I have noticed one thing, for my feeling "settled" doesn't occur till I know ~ 2 routes to any place I want to go; all the boxes are unpacked; and I'm more familiar with my neighbors than a passing "hello"; oh, and also when I know "for sure" the home for all the furniture. (You know when the chair that would "look perfect in that corner" has been discovered to have no function other than looks. . . gotta find it's home.)
abbeyej
05-01-2008, 07:52 AM
As a couple of others have admitted to being "slow to feel settled", I realized one of the signs I had recently that I really *am* "settled" now after 4 years. (And I'll stick with what I said that it took 3 years for me to feel this comfortable, to feel like home, but this particular incident was recent.) I had flu a couple of months ago. Dh was on the other side of the country, and I could barely move off the couch. I had no medicine and no energy to go to the store, I wasn't able to take care of the kids, and though mine are old enough that they could make sandwiches for themselves and generally be self-reliant for a couple of days, it really distressed my daughter that there was no one "taking care of" her (not to mention seeing Mommy like that). I finally emailed a friend that I was really sick and needed someone to take the kids the next day -- could she do it, or find someone who could? ... It was the fact that I had this whole network of people, and I knew that *if* my friend couldn't take the kids for me the next day, we had a number of friends in common, any of which would be willing to help me if they could and who I would trust to care for my kids. That friend ended up bringing me medicine and juice, taking the kids, and bringing them back (well-fed for the first time in days, poor things) along with homemade soup. The next day another friend she had contacted took the kids again...

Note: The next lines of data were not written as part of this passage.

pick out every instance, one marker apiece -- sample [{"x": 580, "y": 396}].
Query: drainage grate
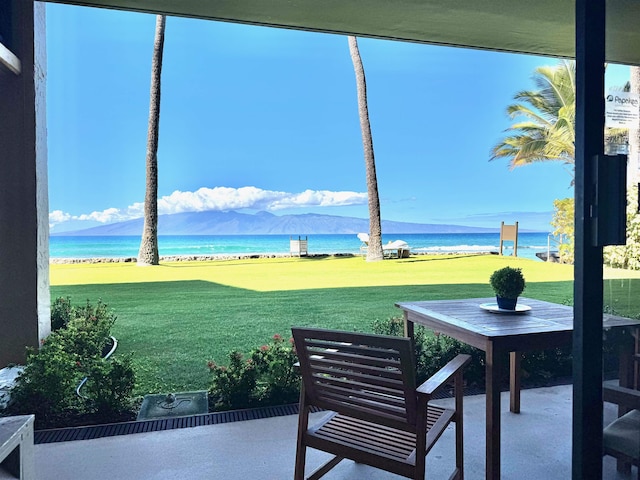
[{"x": 126, "y": 428}]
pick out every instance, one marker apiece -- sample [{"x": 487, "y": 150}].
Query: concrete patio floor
[{"x": 536, "y": 445}]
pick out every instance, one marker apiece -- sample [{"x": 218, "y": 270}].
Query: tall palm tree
[
  {"x": 633, "y": 176},
  {"x": 374, "y": 252},
  {"x": 546, "y": 128},
  {"x": 148, "y": 254}
]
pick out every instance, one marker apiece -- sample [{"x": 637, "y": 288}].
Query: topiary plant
[{"x": 507, "y": 282}]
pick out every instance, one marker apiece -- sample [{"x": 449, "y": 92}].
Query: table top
[{"x": 466, "y": 315}]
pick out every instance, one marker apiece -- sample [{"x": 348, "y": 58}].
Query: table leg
[
  {"x": 493, "y": 369},
  {"x": 408, "y": 326},
  {"x": 514, "y": 381}
]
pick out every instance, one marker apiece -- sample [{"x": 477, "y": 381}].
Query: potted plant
[{"x": 508, "y": 283}]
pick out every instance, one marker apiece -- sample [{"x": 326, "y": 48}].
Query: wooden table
[{"x": 546, "y": 325}]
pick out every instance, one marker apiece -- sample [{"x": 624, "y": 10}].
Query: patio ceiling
[{"x": 541, "y": 27}]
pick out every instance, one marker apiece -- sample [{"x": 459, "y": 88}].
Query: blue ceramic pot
[{"x": 507, "y": 303}]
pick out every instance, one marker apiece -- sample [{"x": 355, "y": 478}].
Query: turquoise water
[{"x": 127, "y": 246}]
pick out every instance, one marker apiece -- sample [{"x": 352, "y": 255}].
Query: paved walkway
[{"x": 536, "y": 445}]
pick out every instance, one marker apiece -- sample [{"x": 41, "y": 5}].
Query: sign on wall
[{"x": 622, "y": 110}]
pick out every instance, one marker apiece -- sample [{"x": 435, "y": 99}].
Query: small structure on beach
[{"x": 298, "y": 247}]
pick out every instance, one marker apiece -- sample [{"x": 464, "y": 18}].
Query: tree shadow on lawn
[{"x": 174, "y": 328}]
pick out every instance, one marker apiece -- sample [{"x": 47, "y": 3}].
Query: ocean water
[{"x": 127, "y": 246}]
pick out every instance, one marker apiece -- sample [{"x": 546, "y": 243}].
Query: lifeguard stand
[
  {"x": 509, "y": 233},
  {"x": 298, "y": 246}
]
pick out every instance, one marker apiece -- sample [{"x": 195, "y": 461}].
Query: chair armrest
[
  {"x": 622, "y": 396},
  {"x": 444, "y": 375}
]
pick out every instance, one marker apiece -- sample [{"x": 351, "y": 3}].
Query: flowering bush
[
  {"x": 267, "y": 377},
  {"x": 47, "y": 386},
  {"x": 627, "y": 256},
  {"x": 279, "y": 383},
  {"x": 233, "y": 386}
]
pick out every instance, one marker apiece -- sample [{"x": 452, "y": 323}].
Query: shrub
[
  {"x": 507, "y": 282},
  {"x": 279, "y": 383},
  {"x": 267, "y": 377},
  {"x": 60, "y": 312},
  {"x": 233, "y": 386},
  {"x": 47, "y": 386},
  {"x": 109, "y": 387}
]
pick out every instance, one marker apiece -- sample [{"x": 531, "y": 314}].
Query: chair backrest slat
[{"x": 360, "y": 375}]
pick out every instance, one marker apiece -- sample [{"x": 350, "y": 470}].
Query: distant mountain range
[{"x": 262, "y": 223}]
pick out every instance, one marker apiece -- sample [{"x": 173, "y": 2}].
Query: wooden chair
[
  {"x": 376, "y": 416},
  {"x": 621, "y": 438},
  {"x": 509, "y": 233}
]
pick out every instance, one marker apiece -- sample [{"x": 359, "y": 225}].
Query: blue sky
[{"x": 256, "y": 118}]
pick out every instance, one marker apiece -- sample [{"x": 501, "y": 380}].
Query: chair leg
[{"x": 301, "y": 448}]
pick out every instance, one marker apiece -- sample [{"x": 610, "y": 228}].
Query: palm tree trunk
[
  {"x": 148, "y": 254},
  {"x": 633, "y": 172},
  {"x": 374, "y": 252}
]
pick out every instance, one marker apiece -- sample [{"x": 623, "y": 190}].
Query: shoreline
[{"x": 237, "y": 256}]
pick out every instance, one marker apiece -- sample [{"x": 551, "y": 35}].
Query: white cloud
[{"x": 221, "y": 199}]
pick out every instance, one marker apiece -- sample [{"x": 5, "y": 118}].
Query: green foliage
[
  {"x": 507, "y": 282},
  {"x": 233, "y": 386},
  {"x": 279, "y": 383},
  {"x": 47, "y": 386},
  {"x": 544, "y": 129},
  {"x": 109, "y": 387},
  {"x": 202, "y": 310},
  {"x": 268, "y": 377},
  {"x": 627, "y": 256},
  {"x": 433, "y": 351},
  {"x": 563, "y": 224},
  {"x": 60, "y": 312}
]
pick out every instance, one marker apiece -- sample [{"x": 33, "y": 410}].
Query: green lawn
[{"x": 176, "y": 316}]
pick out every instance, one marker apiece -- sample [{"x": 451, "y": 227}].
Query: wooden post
[{"x": 587, "y": 331}]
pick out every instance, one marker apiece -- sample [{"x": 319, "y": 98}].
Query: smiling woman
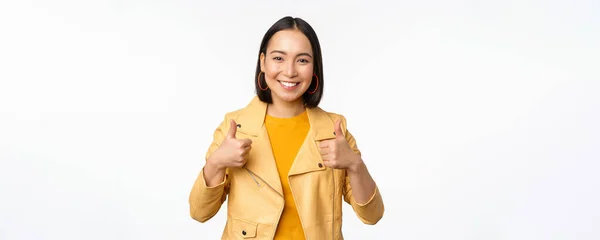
[{"x": 283, "y": 163}]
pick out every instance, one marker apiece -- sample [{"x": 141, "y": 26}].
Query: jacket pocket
[{"x": 244, "y": 228}]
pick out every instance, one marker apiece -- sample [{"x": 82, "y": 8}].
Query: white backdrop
[{"x": 478, "y": 120}]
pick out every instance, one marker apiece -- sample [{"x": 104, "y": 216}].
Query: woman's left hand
[{"x": 336, "y": 153}]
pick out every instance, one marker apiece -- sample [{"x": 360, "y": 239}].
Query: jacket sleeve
[
  {"x": 205, "y": 201},
  {"x": 371, "y": 211}
]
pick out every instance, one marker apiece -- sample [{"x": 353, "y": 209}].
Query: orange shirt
[{"x": 286, "y": 136}]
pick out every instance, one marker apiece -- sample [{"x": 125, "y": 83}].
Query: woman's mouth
[{"x": 289, "y": 85}]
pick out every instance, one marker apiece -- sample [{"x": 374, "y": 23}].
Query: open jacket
[{"x": 254, "y": 193}]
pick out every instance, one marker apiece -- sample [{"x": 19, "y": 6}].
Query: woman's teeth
[{"x": 289, "y": 84}]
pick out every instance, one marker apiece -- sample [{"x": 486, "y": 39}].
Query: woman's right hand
[{"x": 233, "y": 152}]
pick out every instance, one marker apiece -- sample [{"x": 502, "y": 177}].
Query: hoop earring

I just felt so cared for, and so much part of a real network of people. It seems to take me about three years to come to that point -- where acquaintances have become friends, where I can find my way around town (at least the parts I really need), where I run into people I know around town, where I recognize place names and streets and restaurants and can offer reasonable commentary if someone asks me about something, where I'm volunteering for some job or other for the 2nd or 3rd year in a row and really feel like I know what I'm doing...
It's really not so much about the house for me. The house can be quick. But even surrounded by my "stuff", it can take a while to feel settled. And that's not the same as "unhappy" -- it can be, but it's also possible to feel entirely content with the location and still not "settled". That, for me, just takes some time.
KristineIN
05-01-2008, 07:55 AM
We have been here 8 months now and feel like we have always been here. This house feels more like home than any place I have ever lived. It feels like it was meant to be. It took about three months to unpack and settle in. :)
We instantly felt like we've always been here, it's been nice. I guess that's what happens when you go from one bathroom to 2 1/2 and double the space. I don't miss anything about our former house, a few neighbors, but that's all.